Using The Telephone – Some of the Travails of "Hello Girls" (Operators)

1878

They All Carry Hard Questions to 'Hello' Girl

Do you know how to use a telephone?

It would seem that everyone knows how to manage a small instrument so much in service as the telephone, but the central girls are of the opinion that there are several who have but a small conception of what a telephone is for.

Information, the young lady who tells you what others want, is probably the most unfortunate of these "hello girls" so far as being subject to the inexperienced patrons is concerned. One girl who had sat in information's chair declared she was tired of having the lady at No. — ask her what her washwoman's phone number was. The gentleman at some other number is forever demanding to know what was the matter with his phone, declaring that he could hardly hear.

About the time she gets through answering his question, a lady from another part of the city wants to know when her train leaves and just how many steps it is to the depot. Hundreds of others will ask other people's phone numbers instead of looking in the phone book, or ask for street addresses. Some inquire of people who never exist — "hello" girls say.

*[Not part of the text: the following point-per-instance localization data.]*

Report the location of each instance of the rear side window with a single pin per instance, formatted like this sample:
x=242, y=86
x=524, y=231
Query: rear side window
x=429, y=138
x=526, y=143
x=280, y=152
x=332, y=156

Then at the close of a hard day's work, information has all her troubles topped by a growled request that should have been submitted to an attorney or a doctor.

Telephone girls would endorse the opening of a school to teach people the use of a phone, what to ask information for, how to get the best service, and how to make life itself half enjoyable for the operators.

—The Ada Weekly News, Ada, OK, Oct. 27, 1921, p. 11.